The painting consists of two narrow vertical canvases hung side by side, each measuring 83 × 19 inches (210.8 × 48.3 cm). One panel depicts the front of a one-dollar bill, while the other depicts its reverse. Although the two panels are individually signed and dated 1962 and 1963, respectively, the work has historically been dated to 1962 in museum records and scholarly publications.

The use of separate panels allows the front and back of the bill to be viewed simultaneously. Rather than presenting currency as a functional object that can be handled and exchanged, Warhol presents its two sides as images. The close proximity between the panels also emphasizes the distinction between the front and reverse while the corresponding colors match that of an authentic dollar bill.

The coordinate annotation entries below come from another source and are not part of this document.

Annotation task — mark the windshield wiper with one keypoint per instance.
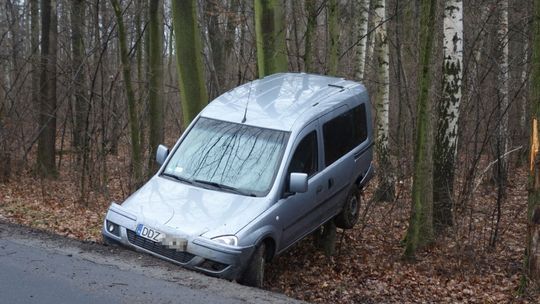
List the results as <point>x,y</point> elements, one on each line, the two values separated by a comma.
<point>223,187</point>
<point>178,178</point>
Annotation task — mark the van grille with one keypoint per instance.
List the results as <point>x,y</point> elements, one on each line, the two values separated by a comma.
<point>179,256</point>
<point>213,265</point>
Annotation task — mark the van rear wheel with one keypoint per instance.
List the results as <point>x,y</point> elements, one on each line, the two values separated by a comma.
<point>254,274</point>
<point>348,217</point>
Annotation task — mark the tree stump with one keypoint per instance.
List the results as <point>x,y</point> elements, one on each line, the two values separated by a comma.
<point>325,238</point>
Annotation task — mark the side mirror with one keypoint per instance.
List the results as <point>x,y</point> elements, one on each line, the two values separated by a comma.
<point>298,182</point>
<point>161,154</point>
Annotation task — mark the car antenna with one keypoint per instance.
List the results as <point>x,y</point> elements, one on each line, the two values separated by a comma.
<point>247,103</point>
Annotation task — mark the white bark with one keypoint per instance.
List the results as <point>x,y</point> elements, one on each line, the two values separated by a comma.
<point>361,27</point>
<point>453,70</point>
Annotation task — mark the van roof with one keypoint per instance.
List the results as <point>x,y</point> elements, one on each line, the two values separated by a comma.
<point>282,100</point>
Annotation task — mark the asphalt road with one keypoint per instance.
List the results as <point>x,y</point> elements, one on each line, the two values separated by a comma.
<point>37,267</point>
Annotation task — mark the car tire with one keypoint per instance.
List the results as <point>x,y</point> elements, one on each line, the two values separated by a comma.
<point>254,274</point>
<point>348,216</point>
<point>107,241</point>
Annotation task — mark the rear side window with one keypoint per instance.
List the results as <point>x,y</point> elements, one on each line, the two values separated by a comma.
<point>305,158</point>
<point>343,133</point>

The work is executed in silkscreen ink and pencil on canvas. The combination of a mechanically reproduced image with pencil marks reflects Warhol's early silkscreen practice, in which mechanical reproduction did not eliminate evidence of the artist's hand.

== Interpretation ==
Front and Back Dollar Bills reflects Warhol's use of repetition as both a compositional strategy and a means of engaging with mass production. Art critic David Bourdon argued that Warhol's serial images distinguished his work from that of Roy Lichtenstein, writing that "the grid organization implied mass production and uniformity and also possessed commercial overtones that he welcomed." Bourdon further observed that the repetition of individual images subsequently became "a central element of Warhol's aesthetic."

The work also links Warhol's use of repetition to his exploration of the connection between art and money. Art historian Richard Meyer argued that in Front and Back Dollar Bills, Warhol "literalized the idea of art as a way of making money. The accumulation of cash served as both the artist's subject and his intended goal. Meyer added that the silkscreening process allowed Warhol to "sustain visual interest within an overall logic of duplication" through "off-register, or otherwise idiosyncratic silk-screen impressions." Warhol himself described the appeal of silkscreening as "simple—quick and chancy," emphasizing the variations that could result from repeatedly printing the same image.

Warhol's own statements reveal his interest in transforming commonplace objects into subjects of art. In 1962, he told Time, "I just paint things I always thought were beautiful, things you use every day and never think about. I'm working on soups, and I've been doing some paintings of money. I just do it because I like it." In his 1975 book The Philosophy of Andy Warhol (From A to B & Back Again), he similarly connected art and commerce, stating, "During the hippie era people put down the idea of business—they'd say 'Money is bad' and 'Working is bad' but making money is art and working is art and good business is the best art." Elsewhere in the book, he said, "I like money on the wall. Say you are going to buy a $200,000 painting. I think you should take that money, tie it up, and hang it on the wall. Then when someone visited you the first thing they would see is the money on the wall."

As with Campbell's Soup Cans (1961–62), the dollar bill was an object Warhol encountered routinely in everyday life. In 1962, journalist Marguerite Lamkin, writing for the London Express Service, asked Warhol what he was trying to say through his paintings. He replied, "I want to show the monotony in the way things are. You see these things every day and by painting them you realize how boring life really is."

== Provenance ==
The painting was owned by interior designer Jed Johnson, who was Warhol's longtime partner. Following Johnson's death in the TWA Flight 800 explosion in 1996, the work passed to his estate. It was subsequently acquired by Thomas Ammann Fine Art in Zürich and then by Galerie Bruno Bischofberger, also in Zürich. A private collector purchased the work directly from Galerie Bruno Bischofberger in 1998.

== Exhibitions ==
Front and Back Dollar Bills was exhibited at the Daimaru department stores in Tokyo and Kobe in 1974 in an exhibition of Warhol's work.

In 1989, it was included in the major retrospective Andy Warhol: A Retrospective, which traveled from the Museum of Modern Art in New York to the Art Institute of Chicago, Hayward Gallery in London, Museum Ludwig in Cologne, Palazzo Grassi in Venice, and Centre Georges Pompidou in Paris.

It was subsequently included in Les Couleurs de l'Argent at the Musée de La Poste in Paris (November 19, 1991 – February 1, 1992), Andy Warhol: Series and Singles at the Fondation Beyeler in Basel (September 17 – December 31, 2000), and SuperWarhol at the Grimaldi Forum in Monaco (July 16 – August 31, 2003).

== Auction history ==
In June 2015, Front and Back Dollar Bills was offered at Sotheby's Contemporary Art Evening Sale in London with a presale estimate of £12 million to £18 million ($18.3 million–$27.5 million). The work failed to sell after no bidder met its reserve. In the same sale, an earlier 1962 dollar-bill painting, One Dollar Bill (Silver Certificate), sold for £20.9 million ($32.8 million).

In June 2021, Front and Back Dollar Bills sold for £6.8 million ($9.4 million) at Sotheby's in London in its Modern & Contemporary Art Evening Sale.